The latest development that spooked investors came Monday, when Hyundai announced that domestic and overseas sales in May declined for a second consecutive month. Local deliveries fell 8.2%, while overseas sales dropped 6.1%.
Hyundai’s offer of interest-free loans, a tactic it last used during the Asian financial crisis almost two decades ago, wasn’t enough to entice buyers at home. Its sales have declined this year in China, the company’s biggest market, while gains in the U.S. have come on the back of an increase in incentives.
One reason could be that the automaker offers more sedans than SUVs, which have gained popularity in an increasing number of markets, including China. Hyundai offers 10 sedans in South Korea including four in the premium category, while the SUV lineup in the country consists of four models.
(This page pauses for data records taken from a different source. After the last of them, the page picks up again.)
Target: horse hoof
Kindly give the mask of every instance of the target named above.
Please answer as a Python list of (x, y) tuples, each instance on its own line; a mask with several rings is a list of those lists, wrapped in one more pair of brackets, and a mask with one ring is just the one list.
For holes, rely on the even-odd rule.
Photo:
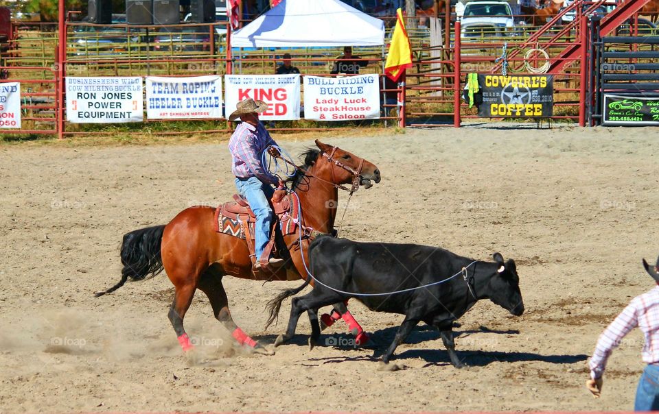
[(255, 354), (258, 354), (259, 355), (267, 355), (270, 356), (271, 355), (275, 354), (274, 351), (266, 350), (264, 346), (261, 345), (257, 345), (255, 347), (254, 347), (253, 350)]
[(185, 355), (185, 361), (187, 362), (187, 365), (191, 367), (198, 365), (201, 362), (201, 356), (195, 348), (190, 348), (184, 351), (184, 355)]
[(329, 313), (323, 313), (321, 315), (321, 330), (325, 330), (334, 324), (334, 319), (332, 319)]
[(371, 339), (369, 337), (369, 334), (364, 331), (362, 331), (357, 337), (355, 338), (355, 343), (359, 346), (364, 346), (369, 343)]
[(286, 341), (286, 339), (284, 339), (284, 335), (279, 335), (279, 337), (277, 337), (277, 339), (275, 340), (275, 348), (279, 346), (280, 345), (281, 345)]

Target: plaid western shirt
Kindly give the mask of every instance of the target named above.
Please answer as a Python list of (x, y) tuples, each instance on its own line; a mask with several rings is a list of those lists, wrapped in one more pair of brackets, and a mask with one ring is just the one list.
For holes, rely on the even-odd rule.
[(595, 379), (602, 376), (613, 348), (620, 345), (625, 335), (636, 326), (645, 337), (643, 361), (659, 363), (659, 286), (634, 297), (600, 335), (588, 363), (591, 378)]
[(261, 164), (263, 152), (268, 146), (276, 145), (260, 121), (256, 127), (241, 122), (229, 141), (231, 172), (238, 178), (256, 177), (265, 183), (277, 184), (277, 178)]

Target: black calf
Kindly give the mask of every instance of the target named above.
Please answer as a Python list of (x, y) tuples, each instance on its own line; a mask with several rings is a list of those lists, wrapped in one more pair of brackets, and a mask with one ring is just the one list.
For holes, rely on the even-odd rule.
[[(439, 330), (451, 362), (460, 367), (451, 329), (478, 300), (489, 299), (516, 316), (524, 313), (515, 262), (504, 263), (498, 253), (493, 255), (495, 263), (488, 263), (430, 246), (321, 237), (312, 243), (309, 256), (314, 289), (293, 298), (288, 328), (275, 346), (292, 337), (302, 312), (356, 297), (371, 310), (405, 315), (382, 357), (385, 363), (423, 321)], [(312, 346), (320, 335), (313, 331)]]

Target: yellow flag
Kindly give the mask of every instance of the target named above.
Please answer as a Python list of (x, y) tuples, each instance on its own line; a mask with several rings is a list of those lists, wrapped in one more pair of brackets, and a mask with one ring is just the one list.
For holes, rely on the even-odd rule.
[(393, 29), (386, 63), (384, 64), (384, 74), (393, 82), (398, 80), (406, 69), (412, 67), (412, 47), (400, 8), (396, 10), (396, 27)]

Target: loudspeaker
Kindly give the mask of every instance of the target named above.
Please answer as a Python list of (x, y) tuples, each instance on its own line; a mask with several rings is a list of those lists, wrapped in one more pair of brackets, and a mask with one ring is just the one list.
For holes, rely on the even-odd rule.
[(181, 23), (178, 0), (152, 0), (153, 24), (176, 25)]
[(190, 12), (192, 22), (212, 23), (215, 22), (215, 0), (192, 0)]
[(129, 25), (152, 25), (151, 0), (126, 0), (126, 20)]
[(89, 0), (87, 15), (91, 23), (112, 23), (112, 0)]

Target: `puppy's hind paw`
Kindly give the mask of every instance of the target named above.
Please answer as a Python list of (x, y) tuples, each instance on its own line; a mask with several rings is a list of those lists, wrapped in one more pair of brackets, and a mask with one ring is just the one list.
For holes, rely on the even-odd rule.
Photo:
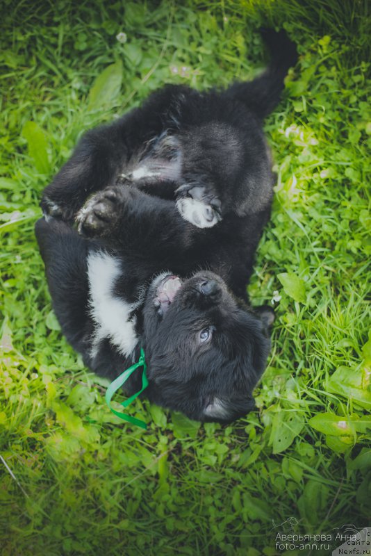
[(99, 237), (110, 234), (118, 217), (117, 195), (107, 188), (93, 195), (77, 215), (77, 231), (86, 237)]
[(197, 228), (211, 228), (220, 222), (221, 203), (204, 187), (180, 187), (176, 208), (181, 216)]

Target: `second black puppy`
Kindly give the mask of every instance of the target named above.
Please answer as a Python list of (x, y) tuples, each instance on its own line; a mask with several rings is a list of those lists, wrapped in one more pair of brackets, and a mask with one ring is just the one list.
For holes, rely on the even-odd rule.
[(147, 396), (201, 420), (249, 411), (270, 348), (272, 313), (246, 304), (246, 284), (272, 196), (261, 122), (296, 54), (265, 35), (272, 61), (254, 81), (167, 86), (86, 133), (36, 226), (54, 310), (85, 363), (114, 377), (143, 348)]

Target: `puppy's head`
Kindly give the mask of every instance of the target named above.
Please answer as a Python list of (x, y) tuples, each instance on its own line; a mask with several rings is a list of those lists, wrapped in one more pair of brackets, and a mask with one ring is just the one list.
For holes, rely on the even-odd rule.
[(159, 277), (144, 310), (149, 398), (198, 420), (245, 415), (270, 347), (267, 320), (241, 308), (211, 272), (183, 283)]

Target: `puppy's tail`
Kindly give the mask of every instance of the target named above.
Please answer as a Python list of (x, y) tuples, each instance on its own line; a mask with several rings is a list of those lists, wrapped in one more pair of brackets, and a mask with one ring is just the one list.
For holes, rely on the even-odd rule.
[(248, 83), (236, 83), (227, 94), (246, 104), (259, 118), (270, 114), (278, 104), (283, 90), (283, 79), (289, 67), (297, 60), (296, 47), (284, 31), (261, 29), (270, 51), (271, 60), (265, 71)]

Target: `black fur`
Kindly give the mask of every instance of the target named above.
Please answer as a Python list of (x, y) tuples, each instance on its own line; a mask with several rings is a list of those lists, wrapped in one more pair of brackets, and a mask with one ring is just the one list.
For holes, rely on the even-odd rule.
[[(54, 310), (85, 363), (113, 377), (143, 347), (144, 394), (201, 420), (252, 409), (270, 348), (272, 312), (248, 306), (246, 284), (272, 197), (261, 120), (296, 54), (282, 32), (265, 35), (272, 63), (255, 81), (207, 93), (167, 85), (85, 133), (45, 189), (49, 221), (36, 224)], [(87, 260), (100, 252), (119, 264), (112, 295), (140, 300), (131, 316), (138, 343), (126, 357), (112, 337), (92, 352)], [(164, 271), (183, 282), (170, 304), (165, 289), (179, 283), (156, 280)]]

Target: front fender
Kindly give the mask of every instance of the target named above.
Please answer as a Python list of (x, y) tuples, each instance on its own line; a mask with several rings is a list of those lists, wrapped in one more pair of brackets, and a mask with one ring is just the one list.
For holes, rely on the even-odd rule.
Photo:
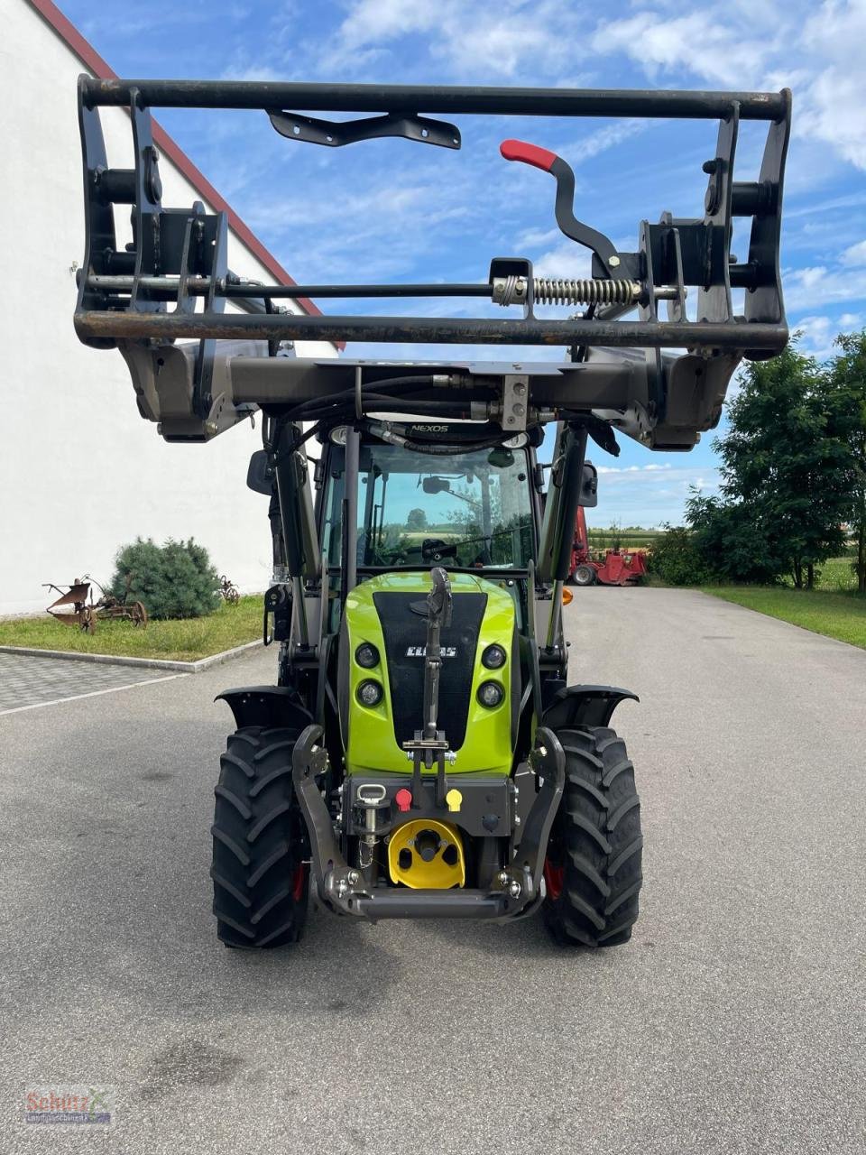
[(566, 686), (559, 690), (542, 715), (542, 724), (552, 730), (567, 726), (609, 725), (620, 702), (637, 694), (617, 686)]
[(238, 729), (246, 725), (291, 726), (303, 730), (313, 721), (290, 686), (240, 686), (224, 690), (215, 702), (227, 702)]

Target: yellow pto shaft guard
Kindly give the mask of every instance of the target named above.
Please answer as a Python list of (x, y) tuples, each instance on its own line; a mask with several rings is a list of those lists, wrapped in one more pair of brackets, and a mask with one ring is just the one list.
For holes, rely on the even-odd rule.
[(405, 822), (388, 843), (388, 870), (393, 882), (415, 891), (449, 891), (464, 886), (466, 865), (463, 840), (456, 826), (418, 818)]

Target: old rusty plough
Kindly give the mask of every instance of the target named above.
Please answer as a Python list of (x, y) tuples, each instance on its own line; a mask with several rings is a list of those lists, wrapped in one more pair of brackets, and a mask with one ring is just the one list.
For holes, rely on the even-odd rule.
[[(91, 583), (99, 588), (100, 596), (96, 602), (94, 602)], [(106, 593), (99, 582), (89, 574), (84, 574), (83, 579), (76, 578), (72, 586), (67, 586), (66, 589), (61, 589), (54, 582), (43, 582), (47, 589), (57, 590), (60, 595), (47, 606), (47, 612), (67, 626), (77, 626), (85, 634), (96, 632), (96, 623), (100, 618), (125, 618), (134, 626), (141, 626), (144, 629), (148, 625), (148, 611), (143, 602), (127, 601), (130, 583), (132, 574), (127, 575), (126, 591), (120, 598)], [(65, 606), (72, 606), (72, 610), (62, 609)]]

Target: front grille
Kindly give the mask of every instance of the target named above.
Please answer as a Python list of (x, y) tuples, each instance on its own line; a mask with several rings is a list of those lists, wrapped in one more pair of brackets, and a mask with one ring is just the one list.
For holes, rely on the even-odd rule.
[[(423, 649), (427, 619), (410, 609), (419, 601), (426, 599), (419, 594), (373, 595), (385, 635), (394, 737), (398, 744), (415, 738), (416, 730), (424, 724)], [(451, 647), (455, 651), (453, 657), (442, 660), (439, 679), (439, 729), (445, 730), (451, 750), (460, 750), (466, 736), (475, 651), (486, 606), (486, 594), (454, 594), (451, 624), (441, 633), (442, 648)]]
None of Hyundai’s vehicles ranked among China’s 10 best-selling SUVs in the first quarter. In April, Hyundai showed a version of its revamped Tucson SUV at the Shanghai auto show that it plans to introduce in China this year. And on Tuesday the company said it will introduce its new Creta SUV in India in the second half.
These steps haven’t encouraged investors. The automaker’s shares have dropped 18% this year, in contrast to the 8.5% gain in the key Kospi index.
A year ago, 48 analysts tracking the company had a 12-month target price of more than 300,000 won, according to data compiled by Bloomberg. Their current price target is 207,868 won. The stock closed at 138,500 won today.
The automaker faced calls from investors last year to improve corporate governance after a real estate purchase for three times the property’s assessed value sparked a rout in the stock. Hyundai and its two affiliates, Kia Motors Corp. and Hyundai Mobis Co., in September won a bid to purchase a land site in Seoul for 10.6 trillion won ($9.5 billion).
In April, the company said it will set up an independent committee within the board of directors to improve decision-making by reflecting minority shareholders’ rights.
Hyundai will continue to “face some difficulties in a very competitive environment especially with a weaker yen and euro,” the company said in an e-mailed response to questions. “With major product launches such as the Tucson and Elantra later this year, we are confident that we can overcome these difficulties.”
The carmaker will probably post its sixth straight quarter of profit decline in the three months ending June 30, according to the average of 23 analysts’ estimates compiled by Bloomberg.
The currency will also weigh on its earnings. A stronger won, which gained about 12% against the yen in the past 12 months, has given its Japanese rivals a competitive edge as they can cut prices without affecting revenue when it’s converted into their home currency.
The currency environment “isn’t favorable,” said Lee Jin Woo, a Seoul-based money manager at KTB Asset Management Co. “I may have to further trim holdings in Hyundai and its parts makers.”